Saat menjelaskan dukungannya pada ambiguitas nuklir Israel dalam konferensi Jenewa, AS mengatakan bahwa negara-negara di wilayah yang mencoba untuk memiliki senjata pembunuh masal [nuklir] telah melanggar komitmen NPT. Untuk menjelaskan bahwa yang dimaksud AS bukanlah Israel, AS menambahkan kalimat: “negara-negara ini menolak untuk mengakui dan melibatkan Israel sebagai negara berdaulat.. (dan) melakukan aksi memecah-belah, untuk mengasingkan Israel.”

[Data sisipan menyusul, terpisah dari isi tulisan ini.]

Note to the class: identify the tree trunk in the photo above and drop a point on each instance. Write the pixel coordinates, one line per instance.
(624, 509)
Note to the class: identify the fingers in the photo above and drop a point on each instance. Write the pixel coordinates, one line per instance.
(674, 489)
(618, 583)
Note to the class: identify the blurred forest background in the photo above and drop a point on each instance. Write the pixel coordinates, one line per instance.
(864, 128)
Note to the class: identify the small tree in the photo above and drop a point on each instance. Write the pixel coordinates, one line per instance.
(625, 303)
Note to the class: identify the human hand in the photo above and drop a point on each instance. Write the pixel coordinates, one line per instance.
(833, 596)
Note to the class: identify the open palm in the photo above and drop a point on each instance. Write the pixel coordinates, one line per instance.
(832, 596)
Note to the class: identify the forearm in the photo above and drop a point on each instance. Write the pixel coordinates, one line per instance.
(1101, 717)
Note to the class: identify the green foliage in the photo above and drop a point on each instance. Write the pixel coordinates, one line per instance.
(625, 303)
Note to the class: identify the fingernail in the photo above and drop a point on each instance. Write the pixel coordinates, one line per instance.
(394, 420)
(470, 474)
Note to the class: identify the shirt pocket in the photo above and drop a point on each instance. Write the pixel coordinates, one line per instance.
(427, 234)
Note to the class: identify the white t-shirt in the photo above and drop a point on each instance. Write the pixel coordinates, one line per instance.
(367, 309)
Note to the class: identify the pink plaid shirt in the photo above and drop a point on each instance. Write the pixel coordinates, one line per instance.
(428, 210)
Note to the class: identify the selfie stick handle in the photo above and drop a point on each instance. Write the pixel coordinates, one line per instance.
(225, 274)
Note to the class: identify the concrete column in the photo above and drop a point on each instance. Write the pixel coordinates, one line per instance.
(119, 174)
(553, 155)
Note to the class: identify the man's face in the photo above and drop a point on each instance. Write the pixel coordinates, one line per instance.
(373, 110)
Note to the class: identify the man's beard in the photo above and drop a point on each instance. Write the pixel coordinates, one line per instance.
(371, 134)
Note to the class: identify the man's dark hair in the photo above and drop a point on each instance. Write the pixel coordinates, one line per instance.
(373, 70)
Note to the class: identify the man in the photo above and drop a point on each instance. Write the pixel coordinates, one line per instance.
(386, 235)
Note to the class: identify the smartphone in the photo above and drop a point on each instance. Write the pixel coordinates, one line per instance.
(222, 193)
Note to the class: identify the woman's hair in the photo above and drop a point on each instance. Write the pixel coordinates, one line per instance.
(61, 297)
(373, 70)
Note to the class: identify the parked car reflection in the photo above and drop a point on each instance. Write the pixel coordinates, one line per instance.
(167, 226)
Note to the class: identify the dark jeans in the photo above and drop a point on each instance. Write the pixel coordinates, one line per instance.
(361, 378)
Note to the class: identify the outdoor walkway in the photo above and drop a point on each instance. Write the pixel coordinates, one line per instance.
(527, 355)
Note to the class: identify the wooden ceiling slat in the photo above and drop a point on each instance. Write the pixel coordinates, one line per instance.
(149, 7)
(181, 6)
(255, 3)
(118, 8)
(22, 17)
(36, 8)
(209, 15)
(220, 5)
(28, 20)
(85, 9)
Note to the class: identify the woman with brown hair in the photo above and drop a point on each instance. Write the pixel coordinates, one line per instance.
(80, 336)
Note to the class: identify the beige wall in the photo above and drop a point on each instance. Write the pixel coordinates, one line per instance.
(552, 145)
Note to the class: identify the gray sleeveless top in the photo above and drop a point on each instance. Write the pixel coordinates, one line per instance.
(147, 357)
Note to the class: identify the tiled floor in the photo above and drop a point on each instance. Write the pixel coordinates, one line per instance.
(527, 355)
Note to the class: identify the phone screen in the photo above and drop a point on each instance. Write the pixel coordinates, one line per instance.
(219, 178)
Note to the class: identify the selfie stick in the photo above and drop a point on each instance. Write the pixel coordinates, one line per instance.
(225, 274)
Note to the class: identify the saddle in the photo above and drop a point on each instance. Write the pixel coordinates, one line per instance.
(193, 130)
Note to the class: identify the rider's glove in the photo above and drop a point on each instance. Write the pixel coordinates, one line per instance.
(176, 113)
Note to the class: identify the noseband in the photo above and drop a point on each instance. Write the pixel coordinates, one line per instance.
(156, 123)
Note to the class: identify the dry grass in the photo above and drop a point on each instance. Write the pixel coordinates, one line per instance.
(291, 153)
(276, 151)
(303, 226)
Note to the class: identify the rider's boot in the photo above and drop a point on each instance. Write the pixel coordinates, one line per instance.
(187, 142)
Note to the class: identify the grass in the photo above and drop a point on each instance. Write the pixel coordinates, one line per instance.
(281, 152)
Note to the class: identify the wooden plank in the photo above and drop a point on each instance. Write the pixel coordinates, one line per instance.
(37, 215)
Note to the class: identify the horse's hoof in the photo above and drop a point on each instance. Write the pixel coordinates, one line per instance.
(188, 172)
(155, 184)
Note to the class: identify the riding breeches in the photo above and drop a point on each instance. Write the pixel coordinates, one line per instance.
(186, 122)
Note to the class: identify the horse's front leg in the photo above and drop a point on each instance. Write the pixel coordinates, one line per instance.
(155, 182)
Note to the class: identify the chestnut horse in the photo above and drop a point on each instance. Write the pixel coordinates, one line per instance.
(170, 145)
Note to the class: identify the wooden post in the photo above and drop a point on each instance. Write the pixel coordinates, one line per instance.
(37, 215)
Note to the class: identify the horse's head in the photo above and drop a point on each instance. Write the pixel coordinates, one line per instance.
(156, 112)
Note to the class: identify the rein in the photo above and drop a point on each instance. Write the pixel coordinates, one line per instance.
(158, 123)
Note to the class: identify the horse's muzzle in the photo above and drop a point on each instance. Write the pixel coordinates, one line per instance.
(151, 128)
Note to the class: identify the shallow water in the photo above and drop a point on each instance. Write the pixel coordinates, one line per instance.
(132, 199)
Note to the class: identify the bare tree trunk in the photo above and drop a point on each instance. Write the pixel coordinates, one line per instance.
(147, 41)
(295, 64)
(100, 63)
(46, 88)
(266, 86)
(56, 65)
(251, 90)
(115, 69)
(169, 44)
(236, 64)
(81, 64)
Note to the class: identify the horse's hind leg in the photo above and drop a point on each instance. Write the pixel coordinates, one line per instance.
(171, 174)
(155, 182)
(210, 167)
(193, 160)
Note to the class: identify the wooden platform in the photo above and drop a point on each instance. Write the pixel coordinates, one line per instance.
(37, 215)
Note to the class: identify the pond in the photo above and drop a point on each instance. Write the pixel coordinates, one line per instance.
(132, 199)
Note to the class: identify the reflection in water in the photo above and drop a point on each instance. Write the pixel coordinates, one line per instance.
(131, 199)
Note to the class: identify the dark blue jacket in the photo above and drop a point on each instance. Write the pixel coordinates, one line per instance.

Lebih jauh lagi, AS mengkritik perundingan nuklir yang dilangsungkan pendahulu Trump (era Obama, 2010-2015), dengan menggambarkan bahwa perundingan itu hanya terbatas pada isu senjata nuklir dan mengabaikan isu politik dan keamanan di wilayah Timur Tengah.

Benar, cita-cita untuk menghilangkan senjata nuklir di Timur Tengah tidak bisa dicapai tanpa membahas isu politik dan keamanan di Timur Tengah, Namun, isu-isu ini juga tidak dapat dibahas tanpa menyelesaikan problem pendudukan Israel yang berkepanjangan di Palestina dan menghidupkan kembali upara perdamaian tahun 2002 (Arab Peace Initiative) yang terbengkalai, yang menargetkan bahwa negara-negara Arab akan menormalisasi hubungan dengan Israel jika Israel mundur dari wilayah Palestina yang didudukinya.

Untuk menghindari keriuhan yang dapat menganggu upaya diplomatik Israel-Palestina yang selalu menemui jalan buntu selama beberapa tahun terakhir, AS dan sekutunya yang dikenal dengan nama Kuartet Timur Tengah (AS, Rusia, PBB, dan Uni Eropa) telah mengabaikan penolakan Israel untuk bergabung NPT. Penarikan AS dari kesepakatan nuklir dengan Iran, pemindahan kedutaan AS di Israel ke Yerusalem, boikot terhadap Unesco, dan yang terbaru, perang dagang, semua ini melemahkan pengaruh pemerintahan Trump di arena diplomatik internasional. Hubungan erat antara Israel dan Trump bisa jadi membuktikan awal dari berakhirnya kebijakan ambigu nuklir Israel, dan tembakan pembuka dalam persaingan senjata nuklir liar di Timur Tengah.

(diterjemahkan dari tulisan Akiva Eldar, di Al-Monitor, oleh Nita H.)